Bennett’s office said the campaign, which still requires bureaucratic approvals, is expected to begin in the coming days.
Israel was one of the first countries to vaccinate its population early this year and then carried out the world’s first booster campaign over the summer.
CHICAGO — Chicago Mayor Lori Lightfoot said Tuesday the nation’s third-largest city will require proof of coronavirus vaccination at restaurants, bars, gyms and other indoor venues, as the rapidly spreading omicron variant drives a spike in COVID-19 infections.

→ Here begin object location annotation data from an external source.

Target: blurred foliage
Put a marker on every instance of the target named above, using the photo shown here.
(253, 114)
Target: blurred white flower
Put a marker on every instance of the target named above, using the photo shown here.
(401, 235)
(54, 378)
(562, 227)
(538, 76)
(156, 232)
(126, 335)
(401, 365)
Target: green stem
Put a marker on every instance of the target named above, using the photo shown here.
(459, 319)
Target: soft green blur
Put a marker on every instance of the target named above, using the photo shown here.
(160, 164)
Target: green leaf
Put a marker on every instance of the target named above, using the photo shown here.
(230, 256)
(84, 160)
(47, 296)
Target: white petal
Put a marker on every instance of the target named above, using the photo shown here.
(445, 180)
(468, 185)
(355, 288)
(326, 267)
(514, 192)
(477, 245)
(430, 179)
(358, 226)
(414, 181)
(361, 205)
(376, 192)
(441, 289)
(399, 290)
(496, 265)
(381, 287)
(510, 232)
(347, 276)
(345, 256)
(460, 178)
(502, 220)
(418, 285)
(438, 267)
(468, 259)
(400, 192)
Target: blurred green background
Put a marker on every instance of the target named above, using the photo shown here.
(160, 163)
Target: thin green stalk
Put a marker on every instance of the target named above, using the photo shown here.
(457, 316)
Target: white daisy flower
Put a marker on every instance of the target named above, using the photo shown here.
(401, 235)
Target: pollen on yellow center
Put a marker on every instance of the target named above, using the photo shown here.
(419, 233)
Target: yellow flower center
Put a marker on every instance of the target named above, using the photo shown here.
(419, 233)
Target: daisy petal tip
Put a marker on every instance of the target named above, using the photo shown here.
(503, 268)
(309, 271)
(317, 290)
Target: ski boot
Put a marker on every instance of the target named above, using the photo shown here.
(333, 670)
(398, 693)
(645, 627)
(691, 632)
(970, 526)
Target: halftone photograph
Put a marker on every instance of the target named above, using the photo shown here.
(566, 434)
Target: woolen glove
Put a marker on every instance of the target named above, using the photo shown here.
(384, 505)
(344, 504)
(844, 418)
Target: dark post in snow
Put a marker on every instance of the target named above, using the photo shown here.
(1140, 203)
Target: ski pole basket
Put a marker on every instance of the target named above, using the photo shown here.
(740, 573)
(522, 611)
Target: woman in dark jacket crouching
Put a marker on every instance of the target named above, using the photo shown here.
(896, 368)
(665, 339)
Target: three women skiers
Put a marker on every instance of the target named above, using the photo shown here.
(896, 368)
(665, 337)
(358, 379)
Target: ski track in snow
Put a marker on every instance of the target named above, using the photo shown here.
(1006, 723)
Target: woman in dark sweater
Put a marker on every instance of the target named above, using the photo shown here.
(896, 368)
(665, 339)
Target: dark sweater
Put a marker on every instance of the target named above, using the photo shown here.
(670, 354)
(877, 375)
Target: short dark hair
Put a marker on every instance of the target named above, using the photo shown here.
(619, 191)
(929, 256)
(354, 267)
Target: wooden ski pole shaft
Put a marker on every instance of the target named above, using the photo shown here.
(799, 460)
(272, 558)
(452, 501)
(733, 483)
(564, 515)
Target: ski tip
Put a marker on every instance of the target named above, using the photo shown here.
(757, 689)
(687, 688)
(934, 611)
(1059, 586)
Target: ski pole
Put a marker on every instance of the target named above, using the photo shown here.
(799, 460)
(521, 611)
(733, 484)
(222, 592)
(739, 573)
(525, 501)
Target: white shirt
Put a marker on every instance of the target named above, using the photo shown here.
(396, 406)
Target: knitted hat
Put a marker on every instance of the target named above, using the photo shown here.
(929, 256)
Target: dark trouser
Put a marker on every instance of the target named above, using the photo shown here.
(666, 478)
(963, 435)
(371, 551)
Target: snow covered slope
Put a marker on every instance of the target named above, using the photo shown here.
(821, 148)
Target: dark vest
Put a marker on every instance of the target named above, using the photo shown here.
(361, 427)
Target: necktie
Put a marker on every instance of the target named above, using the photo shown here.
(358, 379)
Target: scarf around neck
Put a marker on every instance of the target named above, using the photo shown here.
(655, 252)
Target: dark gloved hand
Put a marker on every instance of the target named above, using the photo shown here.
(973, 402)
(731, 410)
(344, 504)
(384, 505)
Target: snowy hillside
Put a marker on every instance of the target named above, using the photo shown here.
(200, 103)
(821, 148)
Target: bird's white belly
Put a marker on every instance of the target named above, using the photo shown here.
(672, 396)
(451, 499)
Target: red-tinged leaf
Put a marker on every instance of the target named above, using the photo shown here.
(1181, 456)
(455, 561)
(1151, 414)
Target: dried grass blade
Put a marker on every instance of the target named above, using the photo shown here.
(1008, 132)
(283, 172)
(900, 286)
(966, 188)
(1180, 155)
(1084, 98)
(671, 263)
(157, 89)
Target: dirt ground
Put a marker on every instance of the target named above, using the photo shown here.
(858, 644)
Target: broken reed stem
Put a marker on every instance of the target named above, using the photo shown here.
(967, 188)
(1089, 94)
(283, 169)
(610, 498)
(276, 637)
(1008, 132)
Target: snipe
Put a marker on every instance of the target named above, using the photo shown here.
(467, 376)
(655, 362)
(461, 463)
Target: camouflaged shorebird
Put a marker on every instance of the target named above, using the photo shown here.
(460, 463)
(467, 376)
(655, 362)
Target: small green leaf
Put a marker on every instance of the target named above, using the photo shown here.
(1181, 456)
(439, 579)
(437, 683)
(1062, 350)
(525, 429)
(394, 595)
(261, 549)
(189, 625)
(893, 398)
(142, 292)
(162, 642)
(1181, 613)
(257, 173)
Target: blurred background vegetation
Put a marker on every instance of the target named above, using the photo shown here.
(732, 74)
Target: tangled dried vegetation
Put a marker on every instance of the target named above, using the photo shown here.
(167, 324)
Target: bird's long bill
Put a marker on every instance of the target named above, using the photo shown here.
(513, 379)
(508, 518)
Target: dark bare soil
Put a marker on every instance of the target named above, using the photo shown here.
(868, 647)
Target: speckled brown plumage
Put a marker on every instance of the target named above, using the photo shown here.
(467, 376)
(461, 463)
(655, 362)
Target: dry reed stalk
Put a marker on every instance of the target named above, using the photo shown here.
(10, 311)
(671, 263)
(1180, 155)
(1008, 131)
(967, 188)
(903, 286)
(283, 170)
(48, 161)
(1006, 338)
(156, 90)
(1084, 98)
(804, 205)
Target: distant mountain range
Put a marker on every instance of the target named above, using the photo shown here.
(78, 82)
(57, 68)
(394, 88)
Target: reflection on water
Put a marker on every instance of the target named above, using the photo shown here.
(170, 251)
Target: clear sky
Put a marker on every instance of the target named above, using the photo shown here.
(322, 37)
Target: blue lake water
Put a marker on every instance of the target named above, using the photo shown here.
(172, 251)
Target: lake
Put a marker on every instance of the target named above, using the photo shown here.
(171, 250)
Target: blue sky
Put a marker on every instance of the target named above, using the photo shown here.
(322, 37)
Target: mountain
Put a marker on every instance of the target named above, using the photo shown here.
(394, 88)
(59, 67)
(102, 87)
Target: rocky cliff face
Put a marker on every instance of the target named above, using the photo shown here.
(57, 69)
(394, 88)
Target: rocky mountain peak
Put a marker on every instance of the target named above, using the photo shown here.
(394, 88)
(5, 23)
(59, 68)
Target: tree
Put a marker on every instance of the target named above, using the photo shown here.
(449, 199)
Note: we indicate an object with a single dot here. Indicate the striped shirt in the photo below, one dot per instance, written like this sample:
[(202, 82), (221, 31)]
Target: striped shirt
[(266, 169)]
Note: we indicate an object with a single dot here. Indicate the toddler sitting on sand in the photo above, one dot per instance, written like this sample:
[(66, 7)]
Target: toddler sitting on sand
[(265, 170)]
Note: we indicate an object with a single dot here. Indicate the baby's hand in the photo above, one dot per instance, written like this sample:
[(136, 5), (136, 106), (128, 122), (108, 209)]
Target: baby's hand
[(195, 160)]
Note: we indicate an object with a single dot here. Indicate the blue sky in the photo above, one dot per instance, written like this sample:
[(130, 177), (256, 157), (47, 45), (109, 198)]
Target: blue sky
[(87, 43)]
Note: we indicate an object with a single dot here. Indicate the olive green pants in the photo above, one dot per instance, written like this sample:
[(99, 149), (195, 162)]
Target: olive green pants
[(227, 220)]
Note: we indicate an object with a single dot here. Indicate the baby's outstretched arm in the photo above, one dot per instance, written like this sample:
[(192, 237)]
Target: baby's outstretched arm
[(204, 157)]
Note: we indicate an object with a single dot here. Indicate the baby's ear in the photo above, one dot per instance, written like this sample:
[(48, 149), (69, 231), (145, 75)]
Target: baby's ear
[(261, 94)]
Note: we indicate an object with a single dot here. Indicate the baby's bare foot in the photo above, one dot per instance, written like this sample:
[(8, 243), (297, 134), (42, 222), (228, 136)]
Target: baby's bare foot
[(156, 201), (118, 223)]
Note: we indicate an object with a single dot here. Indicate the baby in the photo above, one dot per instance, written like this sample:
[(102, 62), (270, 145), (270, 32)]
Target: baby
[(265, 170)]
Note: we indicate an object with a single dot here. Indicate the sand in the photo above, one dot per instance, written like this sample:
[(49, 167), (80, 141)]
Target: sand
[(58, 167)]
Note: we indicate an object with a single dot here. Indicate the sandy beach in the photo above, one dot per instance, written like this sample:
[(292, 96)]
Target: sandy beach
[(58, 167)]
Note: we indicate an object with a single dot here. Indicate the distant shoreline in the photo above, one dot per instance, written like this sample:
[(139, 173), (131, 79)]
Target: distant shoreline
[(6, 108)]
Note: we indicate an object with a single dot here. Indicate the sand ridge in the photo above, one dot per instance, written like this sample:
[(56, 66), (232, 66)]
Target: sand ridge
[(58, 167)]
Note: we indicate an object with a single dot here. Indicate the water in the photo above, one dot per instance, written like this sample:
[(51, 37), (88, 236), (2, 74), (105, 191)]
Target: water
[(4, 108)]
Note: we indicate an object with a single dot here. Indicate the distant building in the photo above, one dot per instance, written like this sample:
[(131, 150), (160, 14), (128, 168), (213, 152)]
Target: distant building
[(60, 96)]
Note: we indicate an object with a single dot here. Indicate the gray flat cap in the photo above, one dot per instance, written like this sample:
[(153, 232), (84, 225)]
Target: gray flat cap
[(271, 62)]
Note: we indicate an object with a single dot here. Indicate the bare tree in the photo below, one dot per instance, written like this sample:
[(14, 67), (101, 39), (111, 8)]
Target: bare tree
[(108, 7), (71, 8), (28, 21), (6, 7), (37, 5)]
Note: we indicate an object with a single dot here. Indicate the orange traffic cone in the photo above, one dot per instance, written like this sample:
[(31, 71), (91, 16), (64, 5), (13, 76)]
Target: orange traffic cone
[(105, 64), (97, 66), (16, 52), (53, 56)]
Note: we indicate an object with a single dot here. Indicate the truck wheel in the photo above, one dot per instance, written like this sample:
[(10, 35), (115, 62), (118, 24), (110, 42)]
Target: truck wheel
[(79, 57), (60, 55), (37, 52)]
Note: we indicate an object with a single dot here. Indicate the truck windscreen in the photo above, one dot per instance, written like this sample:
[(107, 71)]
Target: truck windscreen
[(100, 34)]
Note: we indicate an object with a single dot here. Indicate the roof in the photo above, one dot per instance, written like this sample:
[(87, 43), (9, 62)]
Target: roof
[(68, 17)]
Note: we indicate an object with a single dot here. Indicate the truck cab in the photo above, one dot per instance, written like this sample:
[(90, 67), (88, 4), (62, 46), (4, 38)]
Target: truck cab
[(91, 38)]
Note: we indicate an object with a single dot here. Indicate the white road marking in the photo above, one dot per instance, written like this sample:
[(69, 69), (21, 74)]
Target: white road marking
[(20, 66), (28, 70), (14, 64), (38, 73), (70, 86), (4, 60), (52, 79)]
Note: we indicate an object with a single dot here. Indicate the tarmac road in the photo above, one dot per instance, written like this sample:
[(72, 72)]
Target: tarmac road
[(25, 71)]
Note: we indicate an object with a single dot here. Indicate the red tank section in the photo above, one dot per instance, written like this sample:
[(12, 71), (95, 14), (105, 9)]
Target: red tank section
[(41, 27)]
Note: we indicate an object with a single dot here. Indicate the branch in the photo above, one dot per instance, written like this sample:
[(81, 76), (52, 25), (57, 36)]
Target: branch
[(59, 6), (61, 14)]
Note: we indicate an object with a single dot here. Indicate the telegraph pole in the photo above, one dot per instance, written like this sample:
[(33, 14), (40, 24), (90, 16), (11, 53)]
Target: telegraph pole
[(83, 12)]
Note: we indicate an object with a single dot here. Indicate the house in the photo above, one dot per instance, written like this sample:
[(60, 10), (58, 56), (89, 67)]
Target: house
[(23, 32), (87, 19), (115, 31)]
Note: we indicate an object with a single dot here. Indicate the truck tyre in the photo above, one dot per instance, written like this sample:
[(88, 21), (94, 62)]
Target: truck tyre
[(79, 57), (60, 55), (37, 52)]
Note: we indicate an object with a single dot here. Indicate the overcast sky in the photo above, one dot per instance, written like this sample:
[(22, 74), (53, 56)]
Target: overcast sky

Lightfoot said the requirement will take effect Jan. 3, and will apply to places where food and beverages are served — including sport and entertainment venues — and to fitness centers. It doesn’t apply to people getting take-out, who stay in a businesses for 10 minutes or less.
Lightfoot said the measure is necessary because of a surge in cases and hospitalizations, with Chicago seeing numbers at levels similar to those before vaccines were available. Chicago is reporting an average of about 1,700 cases per day, up from about 300 per day just weeks ago, she said.
On Monday, Illinois reported about 12,330 new COVID-19 cases — the highest daily total in more than a year. Much of that increase has been driven by the omicron variant, prompting fears of a winter surge.
ATLANTA — Atlanta Mayor Keisha Lance Bottoms on Tuesday reinstated a mask requirement inside stores and other businesses in the city due to rising COVID-19 infections and the emergence of the extraordinarily contagious omicron variant, which has quickly become the dominant version of the virus in the U.S.
People who fail to wear a mask indoors could face a fine of $50 for a second offense. Bottoms had lifted the previous mask mandate last month.
JERUSALEM — Israeli health officials are reporting what is believed to be the country’s first death from the omicron variant of the coronavirus.
Soroka Hospital, located in the southern city of Beersheba, said a man in his 60s died Monday, two weeks after he was hospitalized.
It said the man had suffered from pre-existing health issues but gave no further details.
Israel has greatly restricted air traffic in and out of the country and is considering a series of restrictions on the public to prevent the spread of the highly contagious variant.
Israel, a country of 9.3 million people, has reported over 8,200 deaths from COVID-19.
PORTLAND, Ore. — Intel has told workers that unvaccinated people who don’t get an exemption for religious or medical reasons will be on unpaid leave beginning in April.
The California-based semiconductor company told employees last month they had a Jan. 4 deadline to be vaccinated against COVID-19 or seek an exemption, citing a government mandate for federal contractors. The constitutionality of broad government mandates is up in the air.
The Oregonian/OregonLive reports Intel is leaving its policies in place for now. Intel will review employees’ exemption requests until March 15.
Employees who don’t receive an exemption will begin unpaid leave on April 4 for at least three months but “will not be terminated.”